KOM_I prend la parole lors d'un rassemblement contre le réaménagement du Jingû Gaien, dans la lignée du compositeur Sakamoto Ryûichi ©Toqué Studio LLC
KOM_I prend la parole lors d’un rassemblement contre le réaménagement du Jingû Gaien, dans la lignée du compositeur Sakamoto Ryûichi ©Toqué Studio LLC

Un activisme pour faire bouger la société nippone

Parallèlement à ses activités en tant qu’artiste, KOM_I participe activement à divers mouvements sociaux. Elle appelle notamment les jeunes à voter lors des élections, s’attaque aux problèmes environnementaux et interagit avec les réfugiés. Si elle a annoncé publiquement sa grossesse, ce n’était pas seulement pour lancer un appel au crowdfunding, c’est aussi pour faire passer un message.

KOM_I  C’est un moyen de sensibiliser les gens à la possibilité d’avoir des enfants sans être nécessairement enregistrée avec un partenaire. Le système de mariage actuel ne correspond pas à ce que nous souhaitons. Je voulais que les gens réfléchissent au fait qu’il y a d’autres personnes dans le même cas, et sur les sites de réseaux sociaux, j’ai également partagé mes pensées sur le manque de reconnaissance des noms de famille différents pour les couples mariés et le mariage homosexuel. Pour moi, le fait de vouloir que le monde change de cette manière fait partie de l’activisme et constitue une déclaration de valeurs.

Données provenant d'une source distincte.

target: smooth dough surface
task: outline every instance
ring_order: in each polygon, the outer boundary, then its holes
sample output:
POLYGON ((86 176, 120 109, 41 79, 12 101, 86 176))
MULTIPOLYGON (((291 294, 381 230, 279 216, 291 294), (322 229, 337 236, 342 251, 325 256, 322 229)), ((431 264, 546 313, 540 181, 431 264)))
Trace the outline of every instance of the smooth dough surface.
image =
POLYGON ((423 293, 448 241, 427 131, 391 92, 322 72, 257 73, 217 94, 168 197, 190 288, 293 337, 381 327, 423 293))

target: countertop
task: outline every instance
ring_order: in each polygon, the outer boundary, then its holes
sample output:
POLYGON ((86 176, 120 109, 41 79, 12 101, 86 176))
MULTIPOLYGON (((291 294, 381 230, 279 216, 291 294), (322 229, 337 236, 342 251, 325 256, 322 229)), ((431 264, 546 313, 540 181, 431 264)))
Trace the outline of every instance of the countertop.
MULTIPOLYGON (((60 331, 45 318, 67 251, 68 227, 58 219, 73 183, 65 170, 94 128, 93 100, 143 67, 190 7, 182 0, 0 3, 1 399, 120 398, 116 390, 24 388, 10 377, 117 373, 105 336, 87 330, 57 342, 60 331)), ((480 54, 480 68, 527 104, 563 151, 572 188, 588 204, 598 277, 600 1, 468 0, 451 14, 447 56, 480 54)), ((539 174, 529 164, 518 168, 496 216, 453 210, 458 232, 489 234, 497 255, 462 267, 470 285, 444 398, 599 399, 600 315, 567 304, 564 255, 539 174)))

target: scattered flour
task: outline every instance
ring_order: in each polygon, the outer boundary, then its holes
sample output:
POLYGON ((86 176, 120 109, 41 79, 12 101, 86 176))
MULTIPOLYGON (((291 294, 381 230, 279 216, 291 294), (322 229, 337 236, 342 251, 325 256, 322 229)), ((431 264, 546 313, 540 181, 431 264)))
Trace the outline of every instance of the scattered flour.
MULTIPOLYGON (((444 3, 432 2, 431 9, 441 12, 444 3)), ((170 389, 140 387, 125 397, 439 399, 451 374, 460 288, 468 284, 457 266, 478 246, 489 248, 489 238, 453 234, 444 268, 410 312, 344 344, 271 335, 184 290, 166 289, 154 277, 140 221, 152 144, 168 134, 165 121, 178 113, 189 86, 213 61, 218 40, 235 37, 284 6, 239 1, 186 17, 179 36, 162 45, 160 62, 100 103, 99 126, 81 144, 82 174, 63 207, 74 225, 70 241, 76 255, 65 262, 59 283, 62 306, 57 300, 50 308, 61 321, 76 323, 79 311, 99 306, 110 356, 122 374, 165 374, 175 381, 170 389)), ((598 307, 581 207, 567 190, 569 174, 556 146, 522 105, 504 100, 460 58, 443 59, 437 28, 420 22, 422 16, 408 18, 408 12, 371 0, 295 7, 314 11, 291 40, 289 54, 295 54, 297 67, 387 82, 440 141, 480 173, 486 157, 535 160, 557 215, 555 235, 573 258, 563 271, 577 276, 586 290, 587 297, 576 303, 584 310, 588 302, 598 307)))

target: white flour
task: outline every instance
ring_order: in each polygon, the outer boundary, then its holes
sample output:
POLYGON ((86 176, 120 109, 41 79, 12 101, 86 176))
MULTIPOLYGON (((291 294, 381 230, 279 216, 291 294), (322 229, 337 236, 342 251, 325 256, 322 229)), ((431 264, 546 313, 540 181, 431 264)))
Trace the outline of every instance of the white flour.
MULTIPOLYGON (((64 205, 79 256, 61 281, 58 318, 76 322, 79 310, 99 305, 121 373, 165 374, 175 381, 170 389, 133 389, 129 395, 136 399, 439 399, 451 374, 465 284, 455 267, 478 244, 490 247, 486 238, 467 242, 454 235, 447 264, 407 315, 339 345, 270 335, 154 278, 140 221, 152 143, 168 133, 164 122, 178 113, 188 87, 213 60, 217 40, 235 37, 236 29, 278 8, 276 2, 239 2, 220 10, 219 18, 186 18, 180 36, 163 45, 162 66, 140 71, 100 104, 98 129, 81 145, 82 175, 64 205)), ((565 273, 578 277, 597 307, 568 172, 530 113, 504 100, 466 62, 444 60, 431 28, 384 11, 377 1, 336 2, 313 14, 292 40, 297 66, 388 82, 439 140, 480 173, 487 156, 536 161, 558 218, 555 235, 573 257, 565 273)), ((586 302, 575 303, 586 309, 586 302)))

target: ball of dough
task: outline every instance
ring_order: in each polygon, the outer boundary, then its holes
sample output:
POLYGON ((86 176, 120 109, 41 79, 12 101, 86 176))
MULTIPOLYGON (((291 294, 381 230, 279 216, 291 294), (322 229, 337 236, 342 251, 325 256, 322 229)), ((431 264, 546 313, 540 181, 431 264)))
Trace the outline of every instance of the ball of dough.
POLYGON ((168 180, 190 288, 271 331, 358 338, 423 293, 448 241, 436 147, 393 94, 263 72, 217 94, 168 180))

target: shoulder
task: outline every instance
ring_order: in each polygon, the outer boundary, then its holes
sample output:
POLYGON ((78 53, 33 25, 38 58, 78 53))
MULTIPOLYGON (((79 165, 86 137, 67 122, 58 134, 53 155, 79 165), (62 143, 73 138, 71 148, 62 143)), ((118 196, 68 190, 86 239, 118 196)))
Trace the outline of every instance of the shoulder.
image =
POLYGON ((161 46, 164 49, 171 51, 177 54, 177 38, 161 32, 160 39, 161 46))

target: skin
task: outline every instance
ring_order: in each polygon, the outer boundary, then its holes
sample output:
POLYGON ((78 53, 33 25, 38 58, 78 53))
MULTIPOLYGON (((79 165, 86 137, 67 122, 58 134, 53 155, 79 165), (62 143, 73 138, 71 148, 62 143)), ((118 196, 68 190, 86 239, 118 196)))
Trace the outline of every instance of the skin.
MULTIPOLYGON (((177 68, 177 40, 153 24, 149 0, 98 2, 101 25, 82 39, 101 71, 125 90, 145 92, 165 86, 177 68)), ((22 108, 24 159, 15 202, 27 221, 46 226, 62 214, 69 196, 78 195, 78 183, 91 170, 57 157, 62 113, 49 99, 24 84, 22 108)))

A.O.  Dans la mesure où ce film portera sur l’accouchement, il y a une limite de temps et nous devions agir rapidement. C’est pourquoi nous avons décidé de collecter des fonds par le biais du crowdfunding pour faire connaître notre projet. Je veux m’assurer que le film répondra aux attentes non seulement des fans de KOM_I, mais aussi de ceux qui veulent connaître son côté artiste et activiste sociale, tout en veillant à ce que le film s’adresse à divers groupes d’intérêt : les arts traditionnels, l’art contemporain, les peuples autochtones, le mystère de la vie... L’un de mes autres objectifs majeurs est d’ouvrir notre sensibilité non seulement au Japon, mais aussi au reste du monde.

*L’interview a eu lieu le 18 avril 2023. La campagne de crowdfunding s’est clôturée le 9 mai et a atteint plus de 8,5 millions de yens, dépassant largement l’objectif fixé ; en juillet, le duo se trouve actuellement au Pérou. La sortie du film est prévue pour la mi-2024.